宿泊研修当日
宿泊研修当日。
貸切バスの車内は、朝から妙な熱気に包まれていた。
まだ出発して間もないというのに、後ろの席では菓子袋の音が鳴り、前の方では担任の杉江が何度目かの注意を飛ばしている。
新は窓側の席に座り、その隣には智也がいる。
通路を挟んだ向こう側には、叶と御言が並んで座っていた。
「なぁ新」
智也が肘で新を小突いた。
「なんだよ」
「紬ちゃんへのお土産、なにがいいかな?」
「別にいらないんじゃないか? 旅行に行くわけじゃないんだし」
「わかってないな。紬ちゃんとの接点が欲しいんだよ俺は」
お前は勘が鈍いな。と言わんばかりに呆れる智也に新は半眼を向けた。
「それを兄である俺の前で堂々と言うか?」「お前に隠しても仕方ないだろ」
智也が紬に想いを寄せているのは小学生の頃からだ。
当時から普段は良い意味でも悪い意味でも、誰に対しても遠慮のない奴のくせに紬を見るたびに、借りてきた猫のように大人しくなっていた。

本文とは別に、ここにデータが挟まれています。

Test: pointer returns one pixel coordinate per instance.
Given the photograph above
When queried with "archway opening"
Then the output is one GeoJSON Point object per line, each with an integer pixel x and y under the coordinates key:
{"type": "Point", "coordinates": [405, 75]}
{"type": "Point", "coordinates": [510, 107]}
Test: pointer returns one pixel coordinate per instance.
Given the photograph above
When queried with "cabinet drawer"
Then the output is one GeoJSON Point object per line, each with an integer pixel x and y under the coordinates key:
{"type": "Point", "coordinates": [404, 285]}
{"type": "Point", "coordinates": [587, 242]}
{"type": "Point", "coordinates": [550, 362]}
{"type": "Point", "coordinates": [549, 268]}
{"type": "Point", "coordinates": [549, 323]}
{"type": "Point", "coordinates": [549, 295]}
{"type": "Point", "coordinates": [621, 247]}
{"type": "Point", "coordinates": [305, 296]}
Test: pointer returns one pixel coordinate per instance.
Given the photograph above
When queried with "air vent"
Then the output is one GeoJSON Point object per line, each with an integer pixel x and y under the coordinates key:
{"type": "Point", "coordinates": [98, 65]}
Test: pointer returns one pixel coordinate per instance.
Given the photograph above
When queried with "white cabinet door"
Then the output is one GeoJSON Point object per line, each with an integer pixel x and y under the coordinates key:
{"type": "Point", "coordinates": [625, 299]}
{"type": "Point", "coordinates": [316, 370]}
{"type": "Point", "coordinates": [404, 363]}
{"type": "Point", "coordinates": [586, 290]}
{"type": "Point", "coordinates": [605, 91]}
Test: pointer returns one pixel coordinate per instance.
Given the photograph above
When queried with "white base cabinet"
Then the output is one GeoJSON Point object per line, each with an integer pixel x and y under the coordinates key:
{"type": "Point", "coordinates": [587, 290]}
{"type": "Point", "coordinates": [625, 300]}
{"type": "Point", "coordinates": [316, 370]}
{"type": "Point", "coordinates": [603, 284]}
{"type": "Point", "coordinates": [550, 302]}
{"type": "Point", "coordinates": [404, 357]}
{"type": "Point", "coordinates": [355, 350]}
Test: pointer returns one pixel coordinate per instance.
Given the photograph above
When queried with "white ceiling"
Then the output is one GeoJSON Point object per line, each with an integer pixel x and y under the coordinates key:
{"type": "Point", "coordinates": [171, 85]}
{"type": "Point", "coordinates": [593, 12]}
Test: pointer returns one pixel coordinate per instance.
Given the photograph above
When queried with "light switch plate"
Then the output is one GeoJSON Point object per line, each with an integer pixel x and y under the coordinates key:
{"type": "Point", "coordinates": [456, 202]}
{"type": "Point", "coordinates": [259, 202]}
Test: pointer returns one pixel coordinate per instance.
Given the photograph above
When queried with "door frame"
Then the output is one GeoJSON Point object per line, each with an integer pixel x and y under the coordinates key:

当時は紬の名を口にするだけで声が震えていたのに、今こうして兄の前で堂々と好意を口にしているのは、成長の証だろう。
「紬はかなりの甘党だ」
「ほう、じゃあ現地限定のクッキーとか?」
「良いんじゃないか? ……あっでも、直接渡したいなら少し日をおいた方がいいぞ」
「なんで?」
新は「いや……」と言葉に詰まって、苦笑した。
宿泊研修は一泊二日。
もちろんその間、紬とは顔を合わせない。
それは兄離れ出来ていない紬にとって、かなり深刻な問題なのだ。
中学の修学旅行の時も、泣き喚く紬を説得するのに二週間かかった。
今日だって、紬からのメッセージが止まらない。
帰ったらまず、紬との時間を優先しなければならない。
きっと、新と二人きりの時間を作らないと暴れだすだろう。
「紬に嫌われたくなければ、言う通りにしろ」
「よ、よくわかんねぇけど、わかった」
智也が背もたれに体を深く預けて答えた時だった。
「ちょっと稲荷坂さん!」
隣から叶の声が聞こえた。
ふと視線を向けると、窓側の席に座った御言が、膝の上いっぱいにお菓子を広げている。
「ん? なーに叶?」
「いくらなんでも持ってきすぎじゃない?」
「いいじゃない! せっかくのお泊まりだもん!」
御言がチョコのかかった細長い菓子を一本つまみ上げる。
そして何の迷いもなく、叶の口元へ差し出した。
「ほら、叶も食べよ? あーん」
御言が、叶の口に菓子を近づけた。
嫌と言う間もなく、叶が菓子の先端を加えると、御言は菓子から手を離してにっこりと笑った。
「美味しい?」
菓子をくわえたまま、叶は小さく頷いた。
けれど、すぐに手で持つことはせずに細長い菓子を少しずつぱき、ぱき、と口先だけで食べ進めていく。
そして最後の一口を食べ終えると、口元に手を添えた。
「あんまり食べ過ぎちゃ駄目だよ? 到着したらすぐにお昼ご飯なんだから……」
「大丈夫大丈夫! 私の胃袋を甘く見ないで!」
胸を張る御言に、新は頭の中で御言が一度に食べる食事量を思い出す。
始業式の日も、いなり寿司を五パックぺろりと平らげていた。
そこは神の規格なのか、それとも御言が単に大食いなのかはわからない。
新が少し遠い目をしながら窓の外を眺めていると、最前列の杉江が立ち上がり、バスの後方へ振り返った。
「そろそろ到着するぞー準備しろー」
その言葉に御言の表情は更に明るくなった。
「もう到着なの!? 楽しみだなぁ」
御言は窓に両手をついて、流れる景色の先を見る。
バスの窓の向こうには、緑に囲まれた広い敷地が見えていた。
暖かな木の色の建物と、整えられたロータリー。
その奥には、背の高い木々が風に揺れている。
「ねえ叶。最初はどうするの?」
「まずは荷物を持って集合。全体ミーティングをして昼食。その後に各班で行動開始かな」
「了解! 新、智也、離れちゃ駄目だからね!」
「稲荷坂が一番どっかに行きそうだな、新」
「同感だ、智也」
「どういう意味よそれ!」
人生二回目の、高校二年の宿泊研修が始まった。